Some of the comparisons we make rely on studies employing analogous methods (i.e., Eulemur spp., Gamba et al., 2015). However, other vocal repertoire estimates rely on different approaches (McComb & Semple, 2005; Stanger & Macedonia, 1994). Thus, our comparisons should be taken with caution; different methodologies used to measure repertoires lead to very different results and the lack of common acoustic and statistical approaches undermines cross-taxa comparisons (Peckre et al., 2019).

The use of computationally accessible and powerful methods opens new perspectives in the study of acoustic signals (Sainburg et al., 2020).

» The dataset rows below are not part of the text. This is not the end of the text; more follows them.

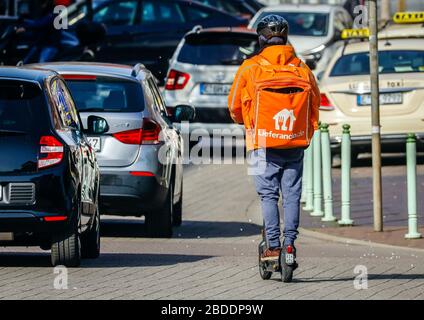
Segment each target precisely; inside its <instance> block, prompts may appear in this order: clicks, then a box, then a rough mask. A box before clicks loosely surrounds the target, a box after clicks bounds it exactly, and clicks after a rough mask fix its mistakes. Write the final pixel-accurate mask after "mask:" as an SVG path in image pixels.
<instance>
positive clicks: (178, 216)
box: [172, 181, 184, 227]
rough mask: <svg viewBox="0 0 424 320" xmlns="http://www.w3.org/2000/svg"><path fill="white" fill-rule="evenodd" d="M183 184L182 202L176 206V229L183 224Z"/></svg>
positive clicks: (174, 206) (177, 204)
mask: <svg viewBox="0 0 424 320" xmlns="http://www.w3.org/2000/svg"><path fill="white" fill-rule="evenodd" d="M183 190H184V189H183V182H182V181H181V193H180V200H178V202H177V203H176V204H174V210H173V218H172V224H173V226H174V227H179V226H181V224H182V223H183Z"/></svg>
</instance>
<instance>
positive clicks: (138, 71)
mask: <svg viewBox="0 0 424 320" xmlns="http://www.w3.org/2000/svg"><path fill="white" fill-rule="evenodd" d="M144 68H146V67H145V66H144V64H142V63H137V64H136V65H135V66H134V68H133V70H132V72H131V76H133V77H137V75H138V73H139V72H140V70H141V69H144Z"/></svg>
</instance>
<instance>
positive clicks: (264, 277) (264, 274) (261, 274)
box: [259, 263, 272, 280]
mask: <svg viewBox="0 0 424 320" xmlns="http://www.w3.org/2000/svg"><path fill="white" fill-rule="evenodd" d="M259 274H260V275H261V278H262V280H269V279H271V276H272V272H270V271H267V270H266V268H265V265H264V264H262V263H259Z"/></svg>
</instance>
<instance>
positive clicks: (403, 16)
mask: <svg viewBox="0 0 424 320" xmlns="http://www.w3.org/2000/svg"><path fill="white" fill-rule="evenodd" d="M393 22H395V23H400V24H402V23H424V12H418V11H417V12H396V13H395V15H394V16H393Z"/></svg>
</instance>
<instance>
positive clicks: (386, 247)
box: [299, 228, 424, 252]
mask: <svg viewBox="0 0 424 320" xmlns="http://www.w3.org/2000/svg"><path fill="white" fill-rule="evenodd" d="M299 232H301V233H302V234H303V235H306V236H308V237H311V238H316V239H320V240H327V241H331V242H338V243H343V244H354V245H359V246H368V247H375V248H383V249H397V250H405V251H415V252H416V251H420V252H424V249H421V248H411V247H403V246H396V245H392V244H385V243H380V242H374V241H371V240H369V241H366V240H358V239H352V238H346V237H340V236H333V235H329V234H326V233H323V232H319V231H312V230H309V229H305V228H299Z"/></svg>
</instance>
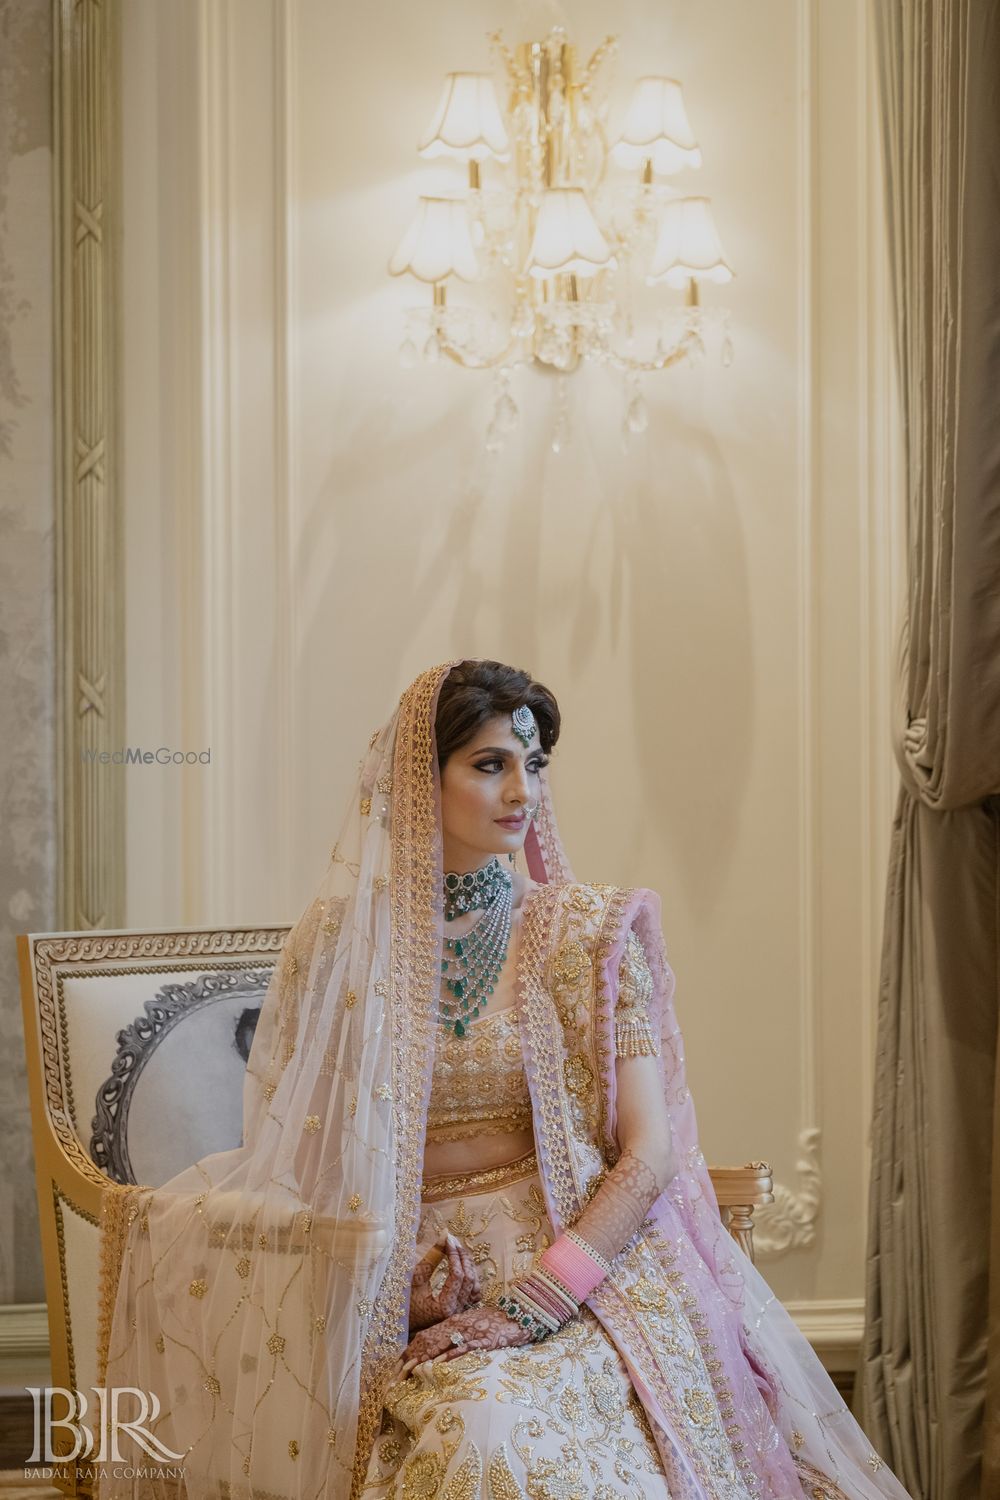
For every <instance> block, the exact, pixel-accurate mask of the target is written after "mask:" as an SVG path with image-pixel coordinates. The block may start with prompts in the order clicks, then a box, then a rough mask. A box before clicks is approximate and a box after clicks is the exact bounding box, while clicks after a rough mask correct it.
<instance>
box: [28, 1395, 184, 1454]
mask: <svg viewBox="0 0 1000 1500" xmlns="http://www.w3.org/2000/svg"><path fill="white" fill-rule="evenodd" d="M24 1389H25V1391H27V1392H28V1395H30V1397H31V1403H33V1406H34V1448H33V1449H31V1457H30V1458H28V1460H27V1461H28V1464H37V1463H43V1464H55V1463H72V1461H73V1460H76V1458H79V1455H81V1454H87V1457H88V1458H90V1460H93V1461H94V1463H97V1464H106V1463H111V1464H121V1463H130V1461H132V1458H130V1457H129V1458H127V1460H126V1458H123V1457H121V1449H120V1440H121V1437H123V1434H127V1436H129V1437H130V1439H132V1442H133V1443H135V1445H136V1446H138V1448H139V1449H141V1451H142V1452H144V1454H147V1455H148V1457H150V1458H156V1460H160V1461H177V1460H178V1458H183V1457H184V1455H183V1454H175V1452H174V1451H172V1449H169V1448H166V1446H165V1445H163V1443H160V1440H159V1439H157V1437H154V1436H153V1433H151V1431H150V1430H148V1427H147V1425H145V1424H147V1422H156V1419H157V1416H159V1415H160V1403H159V1397H157V1395H156V1394H154V1392H145V1391H139V1389H138V1388H136V1386H91V1388H90V1389H91V1391H93V1394H94V1397H96V1398H97V1400H96V1403H94V1410H93V1415H91V1422H94V1419H96V1424H94V1425H96V1427H97V1433H99V1439H100V1451H99V1452H97V1454H94V1452H93V1449H94V1434H93V1428H91V1427H87V1424H85V1422H84V1418H85V1416H87V1412H88V1403H87V1397H85V1395H84V1394H82V1391H67V1389H66V1388H64V1386H25V1388H24ZM55 1397H58V1398H60V1400H61V1401H64V1403H66V1412H64V1413H63V1415H61V1416H55V1415H54V1413H52V1403H54V1400H55ZM127 1397H133V1398H135V1400H138V1403H139V1410H138V1415H133V1416H130V1418H127V1419H126V1418H124V1416H123V1415H121V1403H123V1398H127ZM58 1430H61V1431H63V1433H67V1434H69V1437H70V1446H69V1449H66V1448H64V1446H63V1448H61V1452H55V1451H54V1449H52V1433H54V1431H58Z"/></svg>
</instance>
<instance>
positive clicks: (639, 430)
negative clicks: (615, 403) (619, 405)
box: [625, 396, 649, 432]
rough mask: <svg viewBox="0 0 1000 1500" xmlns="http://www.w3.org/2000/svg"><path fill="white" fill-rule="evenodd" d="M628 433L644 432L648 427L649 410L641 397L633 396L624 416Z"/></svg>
mask: <svg viewBox="0 0 1000 1500" xmlns="http://www.w3.org/2000/svg"><path fill="white" fill-rule="evenodd" d="M625 422H627V423H628V431H630V432H645V431H646V428H648V426H649V408H648V407H646V401H645V398H643V396H633V399H631V401H630V402H628V413H627V416H625Z"/></svg>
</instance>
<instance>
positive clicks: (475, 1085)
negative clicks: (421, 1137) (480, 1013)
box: [427, 1005, 531, 1145]
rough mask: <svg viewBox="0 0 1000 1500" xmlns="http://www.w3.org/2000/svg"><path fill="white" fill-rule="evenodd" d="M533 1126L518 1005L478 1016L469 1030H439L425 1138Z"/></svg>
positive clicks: (438, 1141)
mask: <svg viewBox="0 0 1000 1500" xmlns="http://www.w3.org/2000/svg"><path fill="white" fill-rule="evenodd" d="M522 1130H531V1095H529V1094H528V1079H526V1077H525V1065H523V1061H522V1053H520V1034H519V1031H517V1007H516V1005H511V1007H508V1008H507V1010H502V1011H495V1013H493V1014H492V1016H490V1014H489V1013H487V1014H486V1016H477V1019H475V1020H474V1022H469V1032H468V1037H462V1038H459V1037H454V1035H453V1034H451V1032H444V1031H442V1032H441V1035H439V1038H438V1052H436V1055H435V1064H433V1080H432V1083H430V1104H429V1109H427V1142H429V1143H435V1145H436V1143H438V1142H445V1140H468V1139H469V1137H471V1136H487V1134H489V1136H505V1134H510V1133H513V1131H522Z"/></svg>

The t-SNE embedding allowed efficient analysis of the vocal repertoire of P. diadema, in line with findings on other animal species (mammals: Mus musculus, Megaptera novaeangliae, Pteronura brasiliensis, Macaca mulatta; birds: Taeniopygia guttata; Sainburg et al., 2020). The t-SNE also allowed us to compare the calls of P. diadema with those of another diurnal species in the Indriidae family, I. indri (Valente et al., 2019). In line with studies using unsupervised clustering in the quantitative analysis of animal vocalisations (Gamba et al., 2015; Riondato et al., 2017), we found that the extraction of linear frequency bins revealed a remarkable potential for grouping calls based on their spectrographic similarity, comparable to clusters obtained using dynamic time warping–generated dissimilarity indices.

The standardized technique we employed in this study allowed us to reduce the need for a priori human input and to overcome potential limitations due to human perceptual bias (Sainburg et al., 2020). We do not neglect the importance of previous work, but argue that standardized and reproducible techniques (for alternatives see Gamba et al., 2015, where the authors employed a combination of Dynamic Time Warping and clustering algorithms, or Sainburg et al., 2020, where the authors compared the efficiency of data reduction algorithms across multiple datasets) should be prioritized in the future.


Our study supports previous findings on lemurs: it is likely that Indriidae vocal diversity has been shaped by a combination of social and environmental characteristics, and phylogenetic history (Ramanankirahina et al., 2016). Further research could investigate synapomorphies and autapomorphies in the vocal repertoires of the Indriidae family. For instance, some call types, such as the roar and the lost call (the first emitted in the anti-aerial predator context, the other used to regulate the group cohesion are comparable in structure and functions across Propithecus species (Online Resource 2). Conversely, the main terrestrial disturbance call differs structurally between two groups of Propithecus species, one consisting of the species producing the zzuss (P. diadema, P. candidus, P. perrieri, and P. edwardsi; Patel & Owren, 2012; Anania et al., 2018; Wright, 1998; Macedonia & Stanger, 1994) and the other including the species emitting the tchi-fak (P. verreauxi, P. coquereli, P. coronatus, P. deckenii, and P. tattersalli—representing the so-called western species, evolutionarily split from eastern species; Pastorini et al., 2001; Mayor et al., 2004; Rumpler et al., 2004 but see Herrera & Dávalos, 2016). The acoustic divergence between zzuss and tchi-fak does not completely follow the current spatial proximity of these species’ distributions, or the type of environment (dry forest, rainforest, transitional forest). Furthermore, acoustic differences in the loud calls of closely-related species living in the same environment have been demonstrated (P. deckenii and P. coronatus; Fichtel, 2014). A comparison among Propithecus species could highlight which factors (genetic, anatomical, social, ecological, or biogeographical) have been important in the evolution of vocal signals and provide us with clues about why some acoustic structures have been conserved and others have changed in the divergence of species.